Per il futuro, sarà difficile associare alla parte un tenore che non abbia le caratteristiche di Heppner, un po’ come il timbro di Pavarotti è stato e sarà sempre il Rodolfo per antonomasia.
Bravissima la Jezibaba della Zajick, un po’ più discreta nell’ottava grave, ma la parte deve rispondere alle esigenze dell’orchestrazione che le dedica ritmi ben più saltellanti e in allegro, che non lasciano certo il tempo per voci da mezzosoprano troppo cavernose.
Non è lei la perfida, ma risponde con naturalezza alle esigenze dei ruoli, di qui il soprannaturale e di là l’uomo con i suoi tradimenti.
Chi non sta alle regole paga, ma è un gioco inevitabile, in Jezibaba non v’è cattiveria compiaciuta, v’è solo il mistero di un mondo che noi non riusciremo mai a penetrare.
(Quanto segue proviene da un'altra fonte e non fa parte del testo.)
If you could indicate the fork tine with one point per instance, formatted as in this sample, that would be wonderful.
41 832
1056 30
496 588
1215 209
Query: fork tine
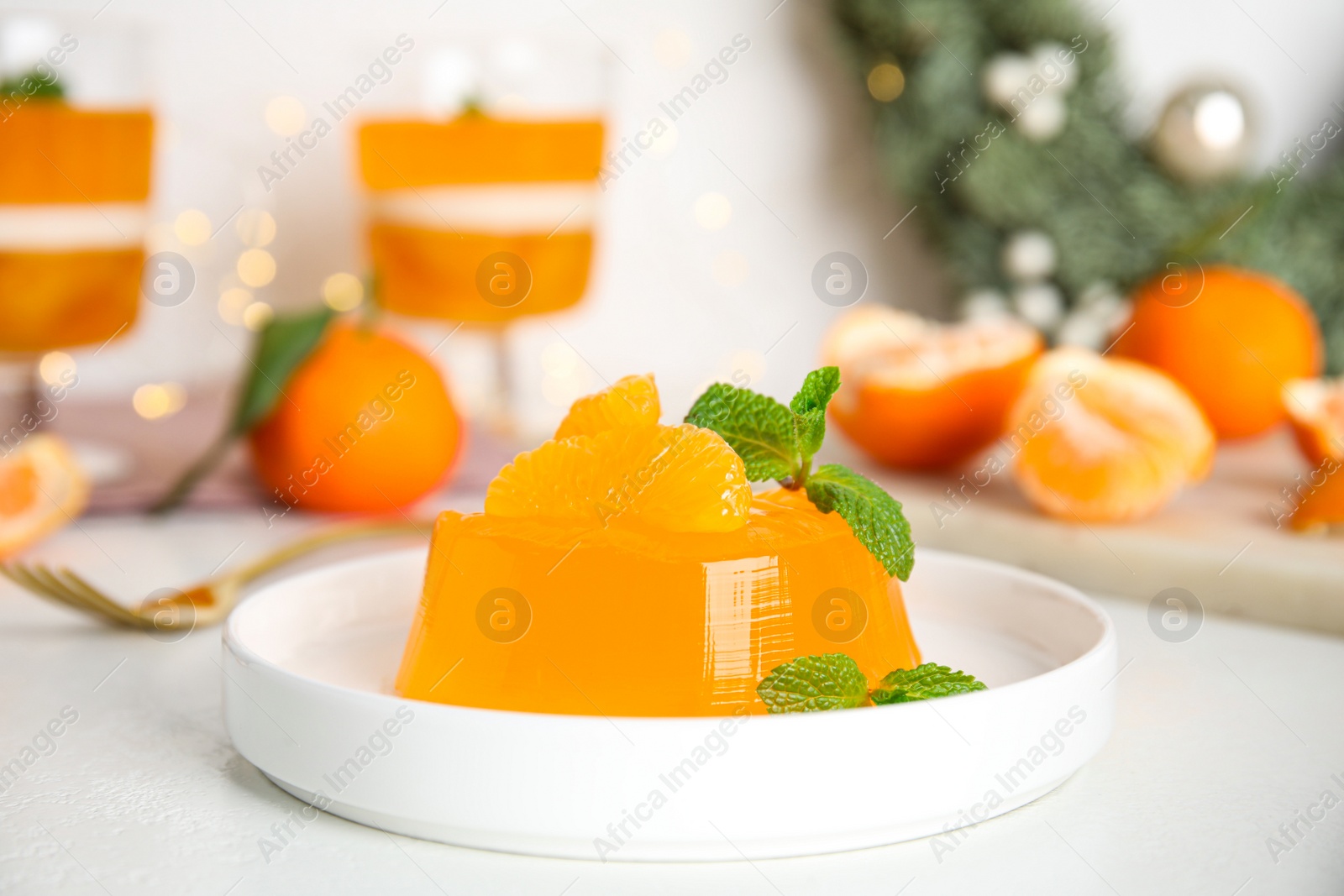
22 577
53 584
97 600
L’Ondin, lo spirito delle acque di Hawlata, è un buon basso-baritono, senza vette interpretative e una voce non del tutto morbida, che si stimbra nella salita agli acuti, ma il suo ricorrente e straziante “ Beda” finisce per agitare anche i più indifferenti.
Riesce a trasmettere il paternalismo convinto di chi non è riuscito a distogliere dai pazzi progetti la figlia prediletta… e chi non avrebbe agito così?
La Principessa della Urbanovà ha l’asprezza nel timbro necessaria ma gli acuti suonano un po’ indietro e lievemente sforzati e forse manca di una più intensa cattiveria.
Bella voce educata la guardia forestale di Kusnjer, così come corretta è la voce dello sguattero affidata alla voce femminile della Kloubovà.
Dolcissime le tre ninfe: Aghovà. Buresovà e Minutillo.
A chi non l’avesse ancora fatto raccomando un ascolto attentissimo, lo stupore non mancherà di dipingervi il volto incredulo.